Hamburg. Prof. Claas-Hinrich Lammers von der Asklepios Klinik Nord-Ochsenzoll erklärt, wie aus einem Tief eine Depression wird.

Es wird früh dunkel, es ist kalt – und die Stimmung ist so grau wie das Novemberwetter. Mindestens jeder Zehnte, so aktuelle Studien, fühlt das, was gemeinhin als „Winter-Blues“ bezeichnet wird. „Ich kenne dieses Gefühl, dass ab Ende Oktober so ein bisschen der Schwung weg ist, auch von mir selbst“, gibt Professor Dr. Claas-Hinrich Lammers in einer neuen Folge der „Digitalen Sprechstunde“, dem Podcast von Hamburger Abendblatt und Asklepios, zu. „Da sollte man sich auch gar nicht grämen, denn das ist ganz normal: Uns fehlt schlichtweg das Licht“, so der Ärztliche Direktor der Psychiatrie an der Asklepios Klinik Nord/Ochsenzoll.

Ein halbes Stündchen am Tag unter der „Lichtdusche“

Dass man sich über einen kurzen Zeitraum etwas müde und lustlos fühle, sei noch kein Grund zur Sorge. „Was allerdings nicht heißen soll, dass man dieser Antriebslosigkeit vollständig nachgeben sollte.“ Der Experte empfiehlt, den gewohnten Tagesablauf beizubehalten. „Also jetzt nicht plötzlich sonntags bis 12 Uhr schlafen und jeden Abend bei zwei, drei Gläsern Rotwein auf der Couch versacken – dann wird das zur Gewohnheit und es droht eine Spirale, aus der man nicht mehr so einfach rauskommt“, sagt der habilitierte Mediziner.

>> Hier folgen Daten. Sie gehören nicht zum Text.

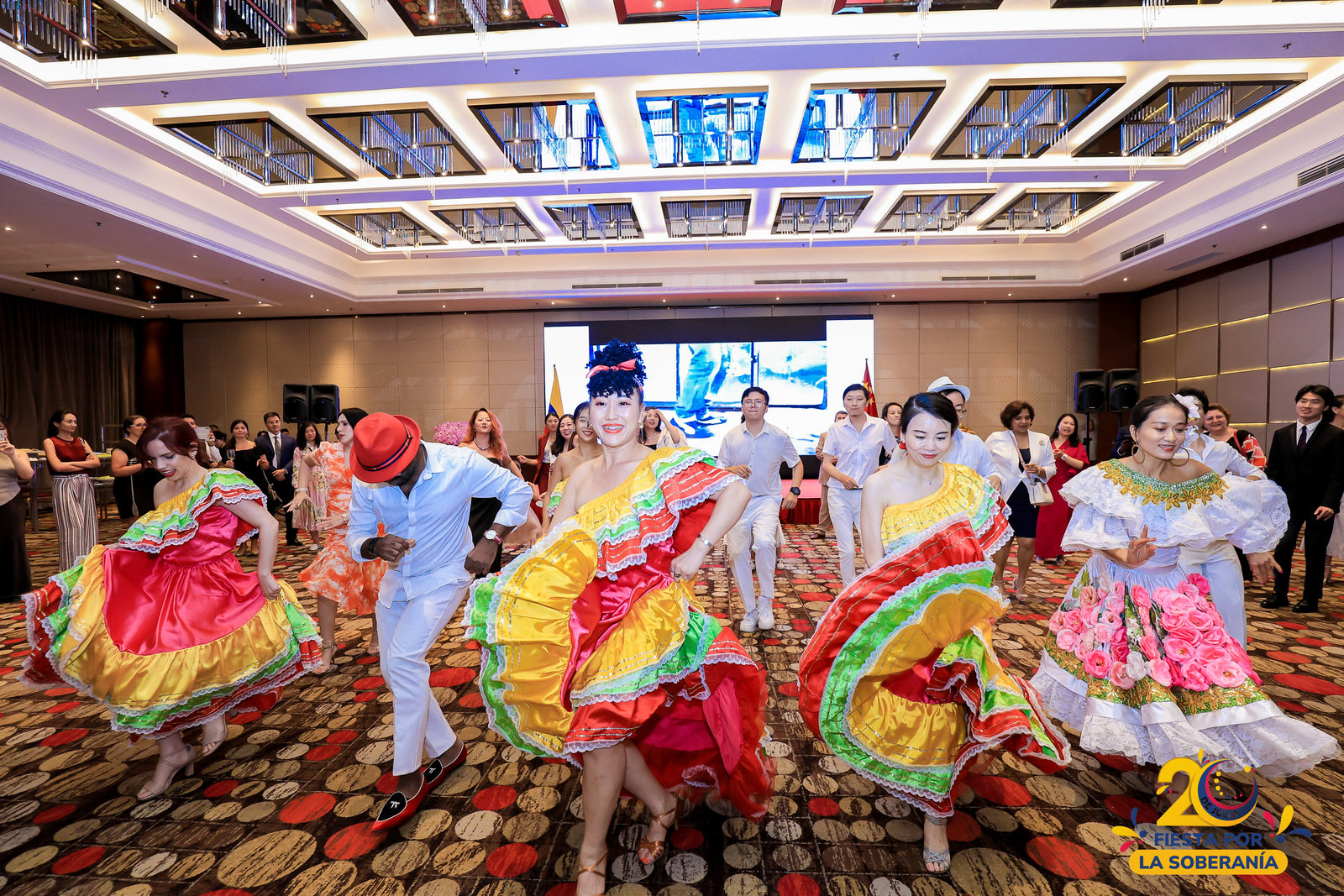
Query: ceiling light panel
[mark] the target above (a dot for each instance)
(874, 123)
(449, 16)
(706, 217)
(550, 136)
(635, 11)
(385, 228)
(1183, 114)
(1046, 211)
(596, 221)
(1023, 121)
(239, 24)
(74, 29)
(932, 212)
(124, 284)
(703, 129)
(259, 148)
(407, 143)
(496, 224)
(911, 6)
(813, 215)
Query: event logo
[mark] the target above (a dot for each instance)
(1209, 801)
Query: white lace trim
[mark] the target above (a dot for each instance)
(1276, 746)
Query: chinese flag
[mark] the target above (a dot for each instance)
(867, 385)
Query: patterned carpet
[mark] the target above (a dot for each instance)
(286, 808)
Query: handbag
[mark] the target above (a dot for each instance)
(1038, 492)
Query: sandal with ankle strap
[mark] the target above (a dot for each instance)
(655, 848)
(937, 856)
(593, 869)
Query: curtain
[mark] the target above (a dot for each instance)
(54, 356)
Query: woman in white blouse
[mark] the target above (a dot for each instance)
(1023, 457)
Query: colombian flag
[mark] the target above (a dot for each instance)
(867, 385)
(557, 405)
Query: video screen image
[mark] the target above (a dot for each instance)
(698, 385)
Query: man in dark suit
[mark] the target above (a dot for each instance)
(1307, 461)
(279, 449)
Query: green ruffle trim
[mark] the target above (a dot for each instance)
(175, 521)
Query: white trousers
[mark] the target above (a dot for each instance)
(407, 631)
(844, 517)
(759, 528)
(1227, 590)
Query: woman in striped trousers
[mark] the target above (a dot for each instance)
(71, 461)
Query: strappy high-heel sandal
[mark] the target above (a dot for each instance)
(655, 848)
(150, 790)
(596, 868)
(208, 747)
(326, 665)
(941, 857)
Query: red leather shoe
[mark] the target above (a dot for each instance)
(398, 809)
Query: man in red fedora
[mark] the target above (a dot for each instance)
(421, 493)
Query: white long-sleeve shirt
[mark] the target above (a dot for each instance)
(434, 515)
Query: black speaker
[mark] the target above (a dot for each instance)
(1090, 391)
(293, 403)
(324, 403)
(1122, 389)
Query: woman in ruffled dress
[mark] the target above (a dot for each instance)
(333, 577)
(596, 649)
(165, 627)
(308, 512)
(900, 679)
(1139, 660)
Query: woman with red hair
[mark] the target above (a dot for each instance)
(165, 627)
(487, 439)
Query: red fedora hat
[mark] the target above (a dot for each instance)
(385, 445)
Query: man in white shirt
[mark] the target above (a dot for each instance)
(967, 448)
(754, 452)
(851, 457)
(423, 495)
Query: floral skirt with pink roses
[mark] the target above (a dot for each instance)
(1139, 663)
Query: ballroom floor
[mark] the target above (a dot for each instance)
(286, 808)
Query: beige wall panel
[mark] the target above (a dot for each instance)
(1284, 385)
(1158, 359)
(1301, 278)
(1243, 344)
(944, 327)
(1196, 304)
(1243, 293)
(1300, 336)
(994, 327)
(1158, 315)
(1196, 352)
(1207, 383)
(1337, 269)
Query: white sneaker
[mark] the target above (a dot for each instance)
(748, 617)
(765, 617)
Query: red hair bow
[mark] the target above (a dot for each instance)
(622, 365)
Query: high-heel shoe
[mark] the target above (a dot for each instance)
(593, 869)
(210, 747)
(655, 848)
(937, 856)
(150, 792)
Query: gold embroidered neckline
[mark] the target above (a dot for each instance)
(1189, 493)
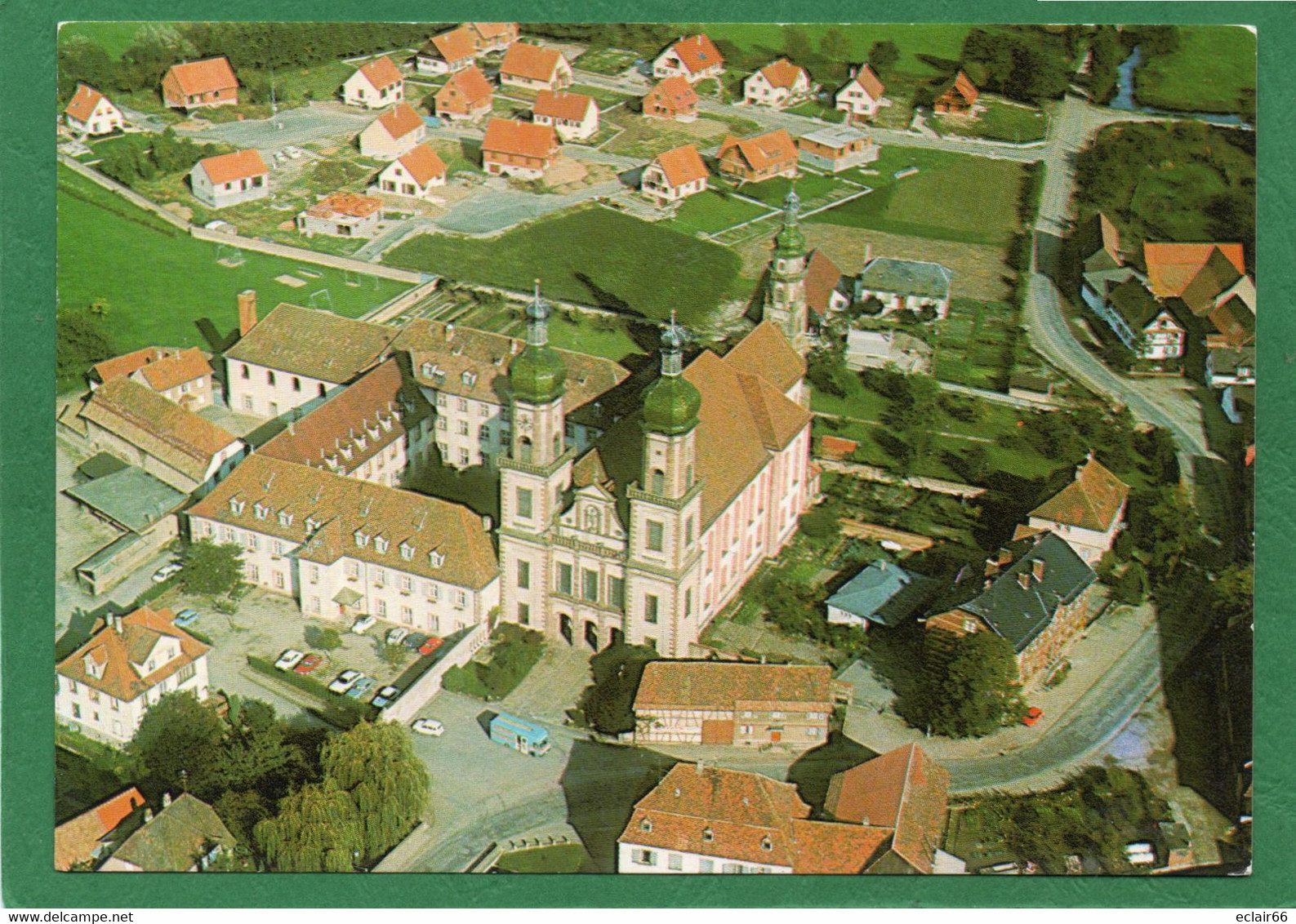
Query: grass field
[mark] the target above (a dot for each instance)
(591, 255)
(1178, 81)
(953, 198)
(159, 282)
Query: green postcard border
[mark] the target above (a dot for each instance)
(28, 489)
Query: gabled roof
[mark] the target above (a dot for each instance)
(470, 82)
(721, 685)
(339, 507)
(1172, 266)
(75, 840)
(174, 839)
(423, 163)
(508, 136)
(902, 789)
(399, 121)
(114, 651)
(203, 77)
(530, 61)
(563, 105)
(313, 342)
(1093, 500)
(682, 165)
(159, 427)
(761, 150)
(381, 73)
(83, 103)
(697, 53)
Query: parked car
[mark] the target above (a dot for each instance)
(430, 727)
(415, 641)
(345, 681)
(362, 687)
(166, 571)
(289, 659)
(364, 624)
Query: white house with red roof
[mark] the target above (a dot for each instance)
(229, 179)
(92, 113)
(375, 84)
(693, 57)
(862, 95)
(779, 83)
(131, 661)
(414, 174)
(573, 116)
(675, 175)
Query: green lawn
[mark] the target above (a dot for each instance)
(1179, 81)
(159, 282)
(591, 255)
(953, 198)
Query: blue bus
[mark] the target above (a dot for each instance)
(519, 734)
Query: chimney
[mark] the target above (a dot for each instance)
(247, 311)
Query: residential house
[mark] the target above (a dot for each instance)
(885, 284)
(837, 148)
(671, 99)
(467, 95)
(375, 84)
(92, 113)
(373, 429)
(185, 836)
(521, 149)
(415, 174)
(887, 350)
(534, 68)
(693, 57)
(183, 376)
(675, 175)
(574, 117)
(350, 546)
(731, 703)
(88, 837)
(143, 428)
(229, 179)
(341, 215)
(781, 83)
(200, 84)
(958, 97)
(906, 792)
(862, 95)
(1086, 515)
(448, 52)
(296, 357)
(130, 661)
(759, 157)
(1033, 593)
(492, 37)
(393, 134)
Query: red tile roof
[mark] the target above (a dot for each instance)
(530, 61)
(203, 77)
(238, 165)
(682, 165)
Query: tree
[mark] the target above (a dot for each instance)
(210, 569)
(973, 687)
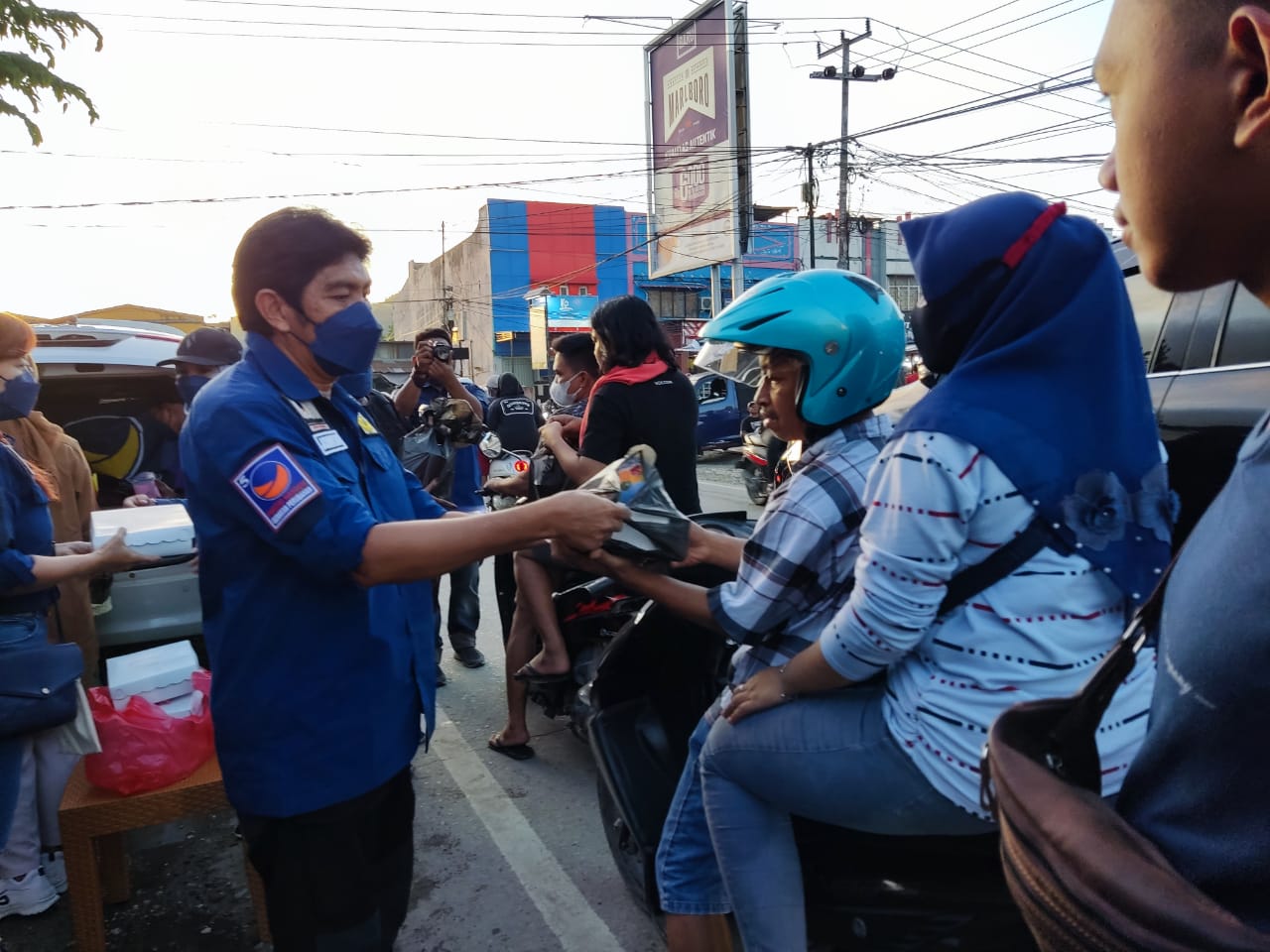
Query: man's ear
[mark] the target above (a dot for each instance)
(275, 309)
(1248, 49)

Bewegung an der Luft tue auch im Winter gut. „Wir glauben oft, dass nur Licht das ist, wenn die Sonne scheint. Aber damit unser Gehirn gut arbeiten kann, reichen die Strahlen, die durch die dichte Wolkendecke kommen, völlig aus.“

Wer mehr tun wolle, könne in eine „Lichtdusche“ investieren, die ab etwa 100 Euro erhältlich sei. „In Skandinavien sind diese Geräte schon sehr verbreitet. Man stellt diese Lichtdusche, die 10.000 Lux eines speziellen Lichts direkt auf die Augen fallen lässt, einfach morgens für ein halbes Stündchen neben den Computer.“

Vier Millionen Menschen in Deutschland leiden an einer Depression

Doch wann wird aus einem temporären Tief eine veritable Depression? „Dafür gibt es drei Kriterien“, so der Psychiater. „Erstens: schwerste Antriebslosigkeit. Das heißt, der Betroffene kommt gar nicht mehr raus aus dem Bett, kann seinen Alltag nicht mehr meistern“, so der Experte. „Dazu kommen Interessenverlust und eine traurige, geradezu hoffnungslose Stimmung.“ Viele Patienten hätten keinen Appetit mehr, manche dächten, und das dürfe man nicht verschweigen, über Suizid nach.

„Jeder von uns hat mal einen schlechten Tag, aber wenn man sich zwei Wochen lang durchgehend wie versteinert fühlt, dann sprechen wir Mediziner von einer klinischen Depression und es ist dringend angeraten, sich Hilfe zu holen“, so der Ärztliche Direktor. Wichtig sei, Depression als echte Krankheit anzuerkennen und nicht als „Charakterschwäche“ abzutun. „Dieses Stigma existiert immer noch, obwohl Depression längst eine Volkskrankheit ist.“ Vier Millionen Bundesbürger sind erkrankt, jeder Fünfte ist irgendwann im Laufe seines Lebens einmal betroffen. „Es kann jeden treffen – die Reichen und Schönen, die Armen, die Großen und Kleinen.“

Vorwürfe helfen nicht – Betroffene freundlich ansprechen

Wer in seiner Familie oder seinem Freundeskreis einen Fall bemerke, solle sanft auf den vermeintlich Betroffenen einwirken. „Bitte keine Vorwürfe machen oder Sprüche bringen wie: Reiß dich mal zusammen! Viel hilfreicher ist es, einfühlsam zu fragen, ob derjenige selbst spüre, dass er sich verändert habe, zum Beispiel nicht mehr rausgehe und viel weine.“ Ursache für eine Depression könne sowohl ein singuläres Ereignis sein – man denke an die so genannte „Wochenbett-Depression“ – oder ein schleichender Prozess. „Manchmal wirken eben auch Veranlagung, Genetik und äußerlicher Stress zusammen, so der Familienvater, der gern drei bis vier Bücher gleichzeitig liest.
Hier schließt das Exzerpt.